C’s autism became an unexpected gift—a mirror that reflected not just his unique way of seeing the world, but my own need for deeper connection. Daily, sometimes hourly, I witnessed his struggles with human relationships and social interactions. Each moment of his confusion in navigating social cues became a window into challenges I had never truly understood.

Watching him, I began to see the mountain that lay ahead: How would he find his place in a workplace designed for neurotypical minds? How would he participate in team meetings when small talk feels like speaking a foreign language? How would he thrive in environments that often misinterpret his directness as rudeness, his need for routine as inflexibility?

These questions haunted my quiet moments. What could I, as his father, possibly do to help?

The Unexpected Journey

At fifty, I knew nothing about IT or programming languages. My world had been shaped by twenty years in ministry, thirty years of melodies and chords—anything but code. Yet love makes us brave in unexpected ways. I made a decision that surprised even me: I would learn to speak the language of machines, hoping somehow it might help my son speak more fluently in the language of the workplace.

I enrolled at TAFE, becoming a student again in halls filled with people young enough to be my children. The timing seemed providential. As I struggled with my first lines of Python, the world was discovering Large Language Models. While others used ChatGPT to decide what to eat for dinner or argue with them over nonsense, I saw something different—a technology that could understand and reconstruct human language, perhaps offering a bridge for those who find human communication challenging.

From Toy to Purpose

What began as a toy project for my language-delayed son evolved into something larger. CueMeIn emerged not from a business plan, but from a father’s desperate hope. Could LLM help someone like C to practice workplace scenarios? Could it provide a safe space to rehearse conversations, understand office dynamics, learn the unwritten rules that neurotypical people absorb intuitively?

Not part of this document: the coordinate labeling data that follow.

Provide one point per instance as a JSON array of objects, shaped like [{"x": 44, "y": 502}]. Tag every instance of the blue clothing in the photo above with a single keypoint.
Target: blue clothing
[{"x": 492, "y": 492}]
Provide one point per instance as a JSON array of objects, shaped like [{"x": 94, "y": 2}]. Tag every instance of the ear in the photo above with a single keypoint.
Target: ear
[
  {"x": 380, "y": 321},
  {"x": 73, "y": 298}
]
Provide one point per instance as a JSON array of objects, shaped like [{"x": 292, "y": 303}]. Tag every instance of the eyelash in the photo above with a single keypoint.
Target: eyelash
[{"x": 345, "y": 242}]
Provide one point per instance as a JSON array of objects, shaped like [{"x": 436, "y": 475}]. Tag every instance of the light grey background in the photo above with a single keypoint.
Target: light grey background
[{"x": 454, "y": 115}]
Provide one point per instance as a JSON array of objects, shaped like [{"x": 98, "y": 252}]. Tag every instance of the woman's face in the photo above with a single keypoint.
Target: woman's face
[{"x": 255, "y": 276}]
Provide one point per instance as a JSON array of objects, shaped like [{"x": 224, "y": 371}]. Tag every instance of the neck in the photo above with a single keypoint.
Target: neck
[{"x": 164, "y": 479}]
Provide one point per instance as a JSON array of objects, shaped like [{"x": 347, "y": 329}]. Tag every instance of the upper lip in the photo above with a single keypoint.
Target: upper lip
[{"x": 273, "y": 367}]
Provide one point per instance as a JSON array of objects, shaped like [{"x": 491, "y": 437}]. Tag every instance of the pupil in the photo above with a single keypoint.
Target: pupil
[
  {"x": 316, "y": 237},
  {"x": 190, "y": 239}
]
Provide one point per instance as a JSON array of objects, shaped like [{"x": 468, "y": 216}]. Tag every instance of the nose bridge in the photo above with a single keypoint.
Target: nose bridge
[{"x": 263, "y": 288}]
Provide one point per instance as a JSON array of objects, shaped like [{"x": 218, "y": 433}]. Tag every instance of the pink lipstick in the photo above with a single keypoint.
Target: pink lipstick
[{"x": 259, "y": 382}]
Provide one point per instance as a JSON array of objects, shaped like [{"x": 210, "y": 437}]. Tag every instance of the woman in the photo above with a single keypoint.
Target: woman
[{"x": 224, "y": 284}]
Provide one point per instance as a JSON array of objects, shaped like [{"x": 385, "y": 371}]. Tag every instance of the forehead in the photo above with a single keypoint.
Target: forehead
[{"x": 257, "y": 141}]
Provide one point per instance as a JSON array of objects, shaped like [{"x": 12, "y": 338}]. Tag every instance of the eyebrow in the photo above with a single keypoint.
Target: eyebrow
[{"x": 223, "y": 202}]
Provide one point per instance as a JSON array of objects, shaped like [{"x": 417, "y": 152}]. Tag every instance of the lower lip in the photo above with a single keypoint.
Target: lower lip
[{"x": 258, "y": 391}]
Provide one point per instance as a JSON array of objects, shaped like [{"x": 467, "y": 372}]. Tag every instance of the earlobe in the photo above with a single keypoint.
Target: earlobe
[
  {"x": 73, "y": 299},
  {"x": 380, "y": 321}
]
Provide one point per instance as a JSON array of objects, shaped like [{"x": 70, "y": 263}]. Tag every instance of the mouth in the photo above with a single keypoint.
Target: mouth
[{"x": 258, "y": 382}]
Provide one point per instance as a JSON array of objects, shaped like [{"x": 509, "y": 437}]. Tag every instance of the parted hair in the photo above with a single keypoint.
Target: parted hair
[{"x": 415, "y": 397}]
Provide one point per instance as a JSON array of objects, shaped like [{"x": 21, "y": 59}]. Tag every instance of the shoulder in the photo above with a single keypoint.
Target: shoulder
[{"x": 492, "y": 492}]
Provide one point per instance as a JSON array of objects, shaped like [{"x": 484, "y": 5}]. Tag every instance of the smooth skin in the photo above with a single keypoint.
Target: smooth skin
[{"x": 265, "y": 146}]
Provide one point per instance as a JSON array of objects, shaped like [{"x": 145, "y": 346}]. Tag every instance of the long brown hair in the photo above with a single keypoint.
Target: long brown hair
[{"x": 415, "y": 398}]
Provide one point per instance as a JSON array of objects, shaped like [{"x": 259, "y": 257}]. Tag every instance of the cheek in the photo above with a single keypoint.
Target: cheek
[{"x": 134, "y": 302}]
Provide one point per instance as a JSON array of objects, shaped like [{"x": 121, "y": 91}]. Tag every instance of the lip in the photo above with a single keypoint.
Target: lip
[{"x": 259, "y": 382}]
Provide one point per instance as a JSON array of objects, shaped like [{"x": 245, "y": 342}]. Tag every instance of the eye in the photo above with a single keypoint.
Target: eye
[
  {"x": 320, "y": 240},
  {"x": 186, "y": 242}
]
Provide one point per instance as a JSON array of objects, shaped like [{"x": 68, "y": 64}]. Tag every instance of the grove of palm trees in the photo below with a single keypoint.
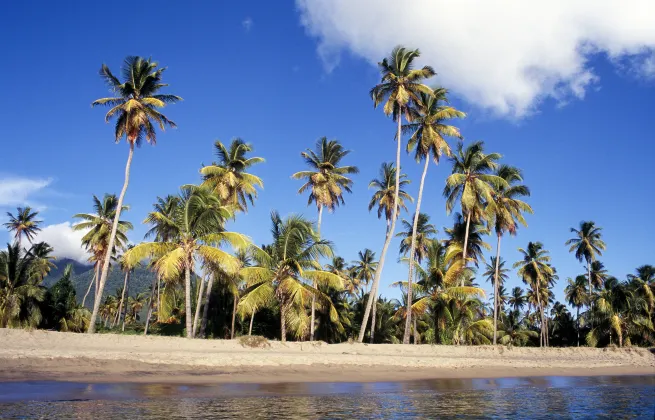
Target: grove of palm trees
[{"x": 193, "y": 276}]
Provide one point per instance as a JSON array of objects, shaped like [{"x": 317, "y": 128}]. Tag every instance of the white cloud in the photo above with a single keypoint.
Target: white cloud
[
  {"x": 66, "y": 242},
  {"x": 247, "y": 24},
  {"x": 502, "y": 55},
  {"x": 16, "y": 191}
]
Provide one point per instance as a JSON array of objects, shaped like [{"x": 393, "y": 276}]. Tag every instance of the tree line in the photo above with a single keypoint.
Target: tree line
[{"x": 213, "y": 282}]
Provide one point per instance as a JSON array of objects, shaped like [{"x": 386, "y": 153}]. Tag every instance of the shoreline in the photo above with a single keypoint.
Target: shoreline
[{"x": 110, "y": 358}]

The platform grew from my research into autism, workplace behavior, and the unique strategies that help neurodivergent minds thrive. Each feature was informed by watching C navigate his world—his need for clear structure, his appreciation for direct communication, his desire to contribute meaningfully when given the right support.

The University That Never Was

C didn’t take his HSC. He couldn’t. While his peers experienced university life, he remained at home, his world seemingly smaller than theirs. Do I feel sadness about this? Initially, yes. But I’ve come to believe in something profound: our brains cannot distinguish between vividly imagined experiences and real ones.

In this truth lies extraordinary possibility. Through CueMeIn’s simulated workplace scenarios, C and others like him can experience authentic workplace interactions. They can fail safely, succeed privately, and build confidence before stepping into the real world. This isn’t inferior to traditional education—it’s education redesigned for minds that learn differently.

An Invitation to Hope

To parents walking this uncertain path: you are not alone in your midnight worries about your child’s future. To those who, like my son, find the neurotypical world exhausting and confusing: your differences are not deficits to be overcome, but strengths to be cultivated in the right environment.

Come to me, all you who are weary and burdened, and I will give you rest.

These words, familiar from my pastoral years, take on new meaning as a father and developer. CueMeIn isn’t just an app—it’s an invitation to rest in the possibility that technology can serve love, that innovations can amplify human understanding, and that every mind deserves a workplace where it can flourish.

My son remade my life by teaching me that the greatest innovations spring not from market research, but from love that refuses to accept limitations. In learning to code for him, I discovered that the most powerful programming language is hope itself.

Sometimes the student becomes the teacher, and the father becomes the student. Sometimes autism doesn’t limit a life—it expands it, teaching us all new ways to see, connect, and serve.

For parents navigating similar journeys, for individuals seeking understanding in a neurotypical world, for anyone who believes that technology should serve humanity’s most vulnerable: this is why CueMeIn exists.


The author is a developer, former minister of twenty years, and guitarist of over thirty years, currently dedicated to creating inclusive technology for neurodivergent job seekers.